LITERATURE

SHE WILL NOT EASE HER PAIN

Priscilla Becker's Internal West

By Samantha Thompson



Priscilla Becker's poetry is spellbinding. It’s unpretentious, straightforward and rudimentary in its effects and language; in other words, the exact opposite of the baroque experiments in language and typography so prized by the avant-garde. Becker belongs to no school of poetry that I know of. She’s neither conservative like the new formalists, nor radical like the language poets. Instead of focusing on arcane forms of verse or typography, Becker places her faith in the honest word. She simply tries to communicate with her readers in the most painful ways. In the “Return”, we see some of her ability to catch complex feelings in the plainest of terms.



                                     In pictures we would always say
                                    We look nothing like that.
                                    And that is something how it feels--inaccurate.
This stanza from the “Return” is a prime example of Becker’s simple and honest approach. She does not abstain from stating both what she wants to say and her inability to say it. She is clear about what she feels—“we look nothing like that” and then places her failures straight on the page without disguise. Her use of the word “inaccurate” guides the reader throughout the poem. It is a modest word that promises nothing, but in this context packs a huge emotional punch. It is the condition of her feelings. In a funny way it’s one of the most accurate descriptions of emotional inaccuracy you can get.


She's a tough writer
Internal West is not an easy read and is more like a conversation with a brutally honest friend.
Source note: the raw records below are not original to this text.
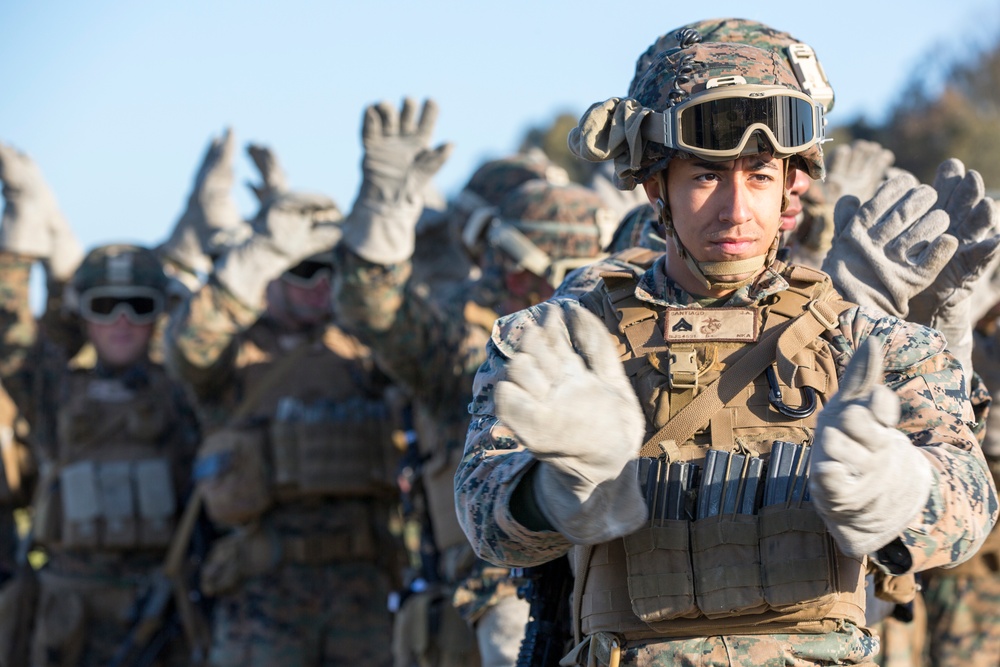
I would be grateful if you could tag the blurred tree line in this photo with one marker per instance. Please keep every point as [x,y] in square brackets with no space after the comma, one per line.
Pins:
[948,109]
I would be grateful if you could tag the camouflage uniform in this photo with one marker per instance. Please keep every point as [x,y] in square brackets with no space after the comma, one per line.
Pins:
[434,345]
[963,603]
[303,579]
[91,588]
[935,410]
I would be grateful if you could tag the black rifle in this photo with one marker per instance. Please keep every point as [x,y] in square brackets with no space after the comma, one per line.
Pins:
[548,587]
[159,618]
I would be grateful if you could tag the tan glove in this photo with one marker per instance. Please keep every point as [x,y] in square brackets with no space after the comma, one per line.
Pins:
[890,249]
[867,480]
[33,224]
[946,305]
[396,169]
[567,399]
[272,177]
[211,221]
[292,227]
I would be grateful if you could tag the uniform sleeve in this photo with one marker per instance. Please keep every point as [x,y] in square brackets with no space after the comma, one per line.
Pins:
[201,342]
[495,462]
[426,345]
[937,416]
Becker's poems express feelings that are hard to admit, even to oneself. Still, there is a camaraderie that comes with telling the truth, and you feel it with Becker.
                                            I have been told
                                           That that was then. Sometimes
                                           I think I see you there; so many
                                           Nighttimes look like you.
“The Shadow” is wishing for something you can never attain. She knows that the past is over and yet still attempts to confront it and find some sort of reconciliation: “I think I see you there”. Her language weaves back and forth between past and present tenses and is unnerving in its inability to settle on one time scheme. The shadow’s purpose is not to console, but to remind¬¬–“sometimes I think I see you there”. A poem like this makes us want to be there with her. Becker is passionate and these poems are thoughtful of the psychological views that Becker is portraying, rather than any biography could ever offer. The poem “The Shadow” exposes the unspoken.


Becker reading
Becker is personal and her use plain language is homely and almost hypnotic. Given, her past, her husband’s death and her struggles with eating disorders, Internal West becomes the antithesis of an antidote. Becker avoids all attempts at healing. She is a writer that benefits from harmful events and holds them dear. In a “Letter After an Estrangement”, we see her inability to escape the most painful aspects of life.
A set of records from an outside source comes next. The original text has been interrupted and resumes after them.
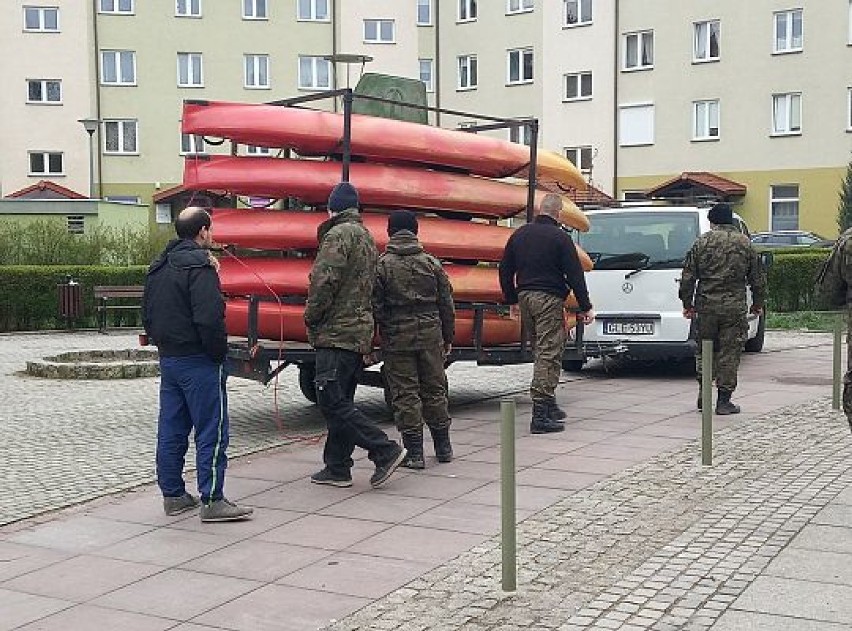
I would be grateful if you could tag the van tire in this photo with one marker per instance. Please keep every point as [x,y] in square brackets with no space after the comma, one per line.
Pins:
[755,344]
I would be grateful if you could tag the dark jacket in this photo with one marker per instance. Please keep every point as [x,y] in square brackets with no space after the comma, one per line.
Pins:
[182,308]
[412,299]
[540,256]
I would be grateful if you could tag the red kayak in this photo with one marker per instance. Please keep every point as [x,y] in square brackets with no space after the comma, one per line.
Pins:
[319,133]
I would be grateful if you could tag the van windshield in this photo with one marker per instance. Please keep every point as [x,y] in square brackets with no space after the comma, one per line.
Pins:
[627,240]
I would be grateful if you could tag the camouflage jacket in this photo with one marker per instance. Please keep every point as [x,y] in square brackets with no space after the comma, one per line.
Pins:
[716,271]
[412,299]
[338,312]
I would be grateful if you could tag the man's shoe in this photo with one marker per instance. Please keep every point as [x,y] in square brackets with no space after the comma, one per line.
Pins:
[224,510]
[384,472]
[324,476]
[180,504]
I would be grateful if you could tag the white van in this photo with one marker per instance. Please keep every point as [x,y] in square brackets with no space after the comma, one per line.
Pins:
[638,253]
                          I forgot to tell you my husband died.
                         He was in Spain and something strange
                         Happened with alcohol or water.
                        He loved them both so much.
                        Which reminds me, do you want to be
                        Cremated or buried? The difference,
                        If you do not know, is the ghost or the body . . . .
                       The house hates me
                       And breaks everything touch.
                       I myself prefer to be left face up
                       in a ditch
“Letter After an Estrangement” is more concerned with a direct address. She personifies home and the idea of shelter into an enemy. “The house hates me/ and breaks everything I touch.” There will be no rest for Becker, physical or psychological. Even the home she resides in does not take her side. Here is a beautiful example of the self-sabotage that comes with absolute loss: “I myself prefer to be left face up/ in a ditch.” That’s an ugly image, from a poet who has no interest in escaping any type of pain or self-mortification.

                                                  just yesterday I did not know
                                                  I had no reason to go on.
                                                  For instance, I heard bells.
                                                  Its been so long since I heard
                                                  bells, I thought first
                                                  I heard them wrong.
“Internal West”, is a possible ending or a way out. The renewed familiarity with the bells signals her estrangement from reality: that time is no longer consistent and that senses can be lost. The poem is practically a suicide note. “Internal West” is a catalogue of Becker’s thoughts on having nothing more to do, except take what this day can offer and learn from it: “yesterday I did not know I had no reason to go on.” She isn’t forcing us to adopt a philosophy or to feel as she does, and yet it happens anyway. The precision of her language lures us in and we want to feel as she does.


She will not liberate your misery
All these poems share a feeling of being continuously wrung out. There is no liberation from the misery felt and no desire to let it go. Becker’s is simple, but what she has to say is assertively misanthropic. Her writing is not meant to mend, but processes thought, and this is where Becker excels. Internal West is an intimate observation of what it is like to feel pain and not recover. Only to be shown to those willing to bury their fictitious selves. She is not going to lie to us, but she does add more beauty into a painful world.